Rock The Boat Marketing’s eBook "Who Says You Can't?" [The eBook has been removed from the site, pending an update], provides content syndication best practices among mutual fund, ETF and other investment management companies. But in a few months those might be considered baby steps, given how two recent announcements accelerate the trend toward the broad distribution of content.
First, from Morningstar via iTunes comes a free iPhone/iPod Touch application providing access to research, investing ideas, real-time quotes, ratings, company profiles, a customizable watch list, ticker look-up and search and financial news. A Blackberry application is planned for this summer. Premium (paid-for) content is in the works, too.
With its first mobile phone app, Morningstar joins other financial services and financial information providers (e.g., Bloomberg, Bank of America, eTrade, Mint.com, Wesabe) in recognizing that people like to access information and functionality on their phones. We’ve written about this previously (see "3 Questions About Your Digital Strategy") but have to mention again now. Independent financial advisors may well be the target audience for this app on this increasingly popular content delivery platform. What could you deliver—free and without the rigamarole of a registration alongside Morningstar?
The second development comes from Amazon.com, which Wednesday enabled the ability to publish blogs on the Kindle. This is a significant opportunity to introduce your company (or further engage followers) via your content, which you make available via an RSS feed (see our eBook for more on this). As of 9 a.m. CDT Saturday morning, about 500 investing-related blogs had been submitted—none that I could find from an investment management company.

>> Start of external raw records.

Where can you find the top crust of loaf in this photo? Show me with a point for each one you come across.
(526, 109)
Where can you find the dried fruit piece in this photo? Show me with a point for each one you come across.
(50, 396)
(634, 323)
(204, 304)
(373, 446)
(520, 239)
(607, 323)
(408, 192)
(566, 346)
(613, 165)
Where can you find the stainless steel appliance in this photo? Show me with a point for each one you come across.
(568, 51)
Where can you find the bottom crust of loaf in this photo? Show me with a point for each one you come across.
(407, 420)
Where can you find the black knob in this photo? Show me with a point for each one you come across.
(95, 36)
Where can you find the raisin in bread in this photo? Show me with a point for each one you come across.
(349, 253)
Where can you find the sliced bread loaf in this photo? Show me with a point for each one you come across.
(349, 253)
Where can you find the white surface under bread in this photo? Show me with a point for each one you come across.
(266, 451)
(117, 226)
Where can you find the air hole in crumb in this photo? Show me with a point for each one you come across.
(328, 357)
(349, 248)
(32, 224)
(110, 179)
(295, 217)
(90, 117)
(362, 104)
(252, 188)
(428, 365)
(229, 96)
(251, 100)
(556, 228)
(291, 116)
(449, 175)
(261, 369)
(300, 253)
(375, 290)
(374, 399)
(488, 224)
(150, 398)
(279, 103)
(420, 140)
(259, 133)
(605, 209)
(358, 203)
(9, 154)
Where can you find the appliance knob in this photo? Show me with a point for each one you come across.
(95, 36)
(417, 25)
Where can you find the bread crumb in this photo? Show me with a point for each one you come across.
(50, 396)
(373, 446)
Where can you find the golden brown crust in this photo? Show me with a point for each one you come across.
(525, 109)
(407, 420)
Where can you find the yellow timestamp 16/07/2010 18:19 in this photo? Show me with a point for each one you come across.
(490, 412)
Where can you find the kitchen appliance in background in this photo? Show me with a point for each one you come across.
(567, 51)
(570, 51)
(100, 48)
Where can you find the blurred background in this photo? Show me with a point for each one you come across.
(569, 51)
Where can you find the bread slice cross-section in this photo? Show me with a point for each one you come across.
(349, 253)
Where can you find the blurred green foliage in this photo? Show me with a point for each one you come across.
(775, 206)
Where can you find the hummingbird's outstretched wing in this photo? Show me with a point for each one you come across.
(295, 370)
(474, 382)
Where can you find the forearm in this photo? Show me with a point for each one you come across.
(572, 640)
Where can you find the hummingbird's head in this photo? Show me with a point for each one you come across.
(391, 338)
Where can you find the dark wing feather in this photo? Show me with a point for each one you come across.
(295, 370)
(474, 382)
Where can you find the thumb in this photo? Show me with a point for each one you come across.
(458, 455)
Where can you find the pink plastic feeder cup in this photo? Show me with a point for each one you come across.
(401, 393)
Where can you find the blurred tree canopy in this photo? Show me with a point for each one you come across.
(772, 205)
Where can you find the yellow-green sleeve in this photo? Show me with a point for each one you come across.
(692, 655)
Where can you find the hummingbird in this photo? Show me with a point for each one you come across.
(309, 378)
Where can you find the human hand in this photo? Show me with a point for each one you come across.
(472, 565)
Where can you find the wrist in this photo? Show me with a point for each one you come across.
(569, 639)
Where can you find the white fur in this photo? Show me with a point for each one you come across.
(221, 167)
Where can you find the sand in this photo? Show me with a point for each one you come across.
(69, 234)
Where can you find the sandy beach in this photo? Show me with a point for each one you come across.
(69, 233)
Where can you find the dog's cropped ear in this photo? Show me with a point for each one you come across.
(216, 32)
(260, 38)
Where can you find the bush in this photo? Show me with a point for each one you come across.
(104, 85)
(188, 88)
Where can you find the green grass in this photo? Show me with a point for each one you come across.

Marketers, please look into this. It’s another way to support the content you create, to meet new people and to generally make sure that your company is within a consideration set (in this case of Kindle users, whose demographics are likely to align with your customers’).
Why would someone pay a nominal monthly fee to subscribe to a blog that’s free on the Internet? I’ve subscribed to a few blogs through Kindle for more than a year now. These are blogs I really care about. I don’t want to miss their posts. I could subscribe via my feed reader but if I don’t get to them in a day or two, they’ll scroll off. On the Kindle, I can read multiple posts at my convenience. I am an engaged consumer of these blogs' content.
Oh, and also Amazon blog subscriptions will generate revenues for you.
What kind of marketer would I be if I didn’t tell you that the Rock The Boat Marketing blog is one of 139 (as of today) marketing blogs available via the Kindle? We're looking forward to Amazon (Amazon!) broadening our reach as well as to the ranking features. While it’s unlikely that we’ll be able to compete on the sort by best-selling, we’ll be focusing on feedback from the customer reviews—that’s assuming, of course, that we survive the 14-day free trial periods. Gulp.
Here are screenshots of the offer of the blog on Amazon.com and what the blog looks like on the Kindle. It looks as if readers of the RTB blog on Kindle will have to go without the wacky over-size images.
This is an exciting time to be marketing what you market—which are the investment insights that power your investment products. There is so much you’ll be able to do when you set your content free.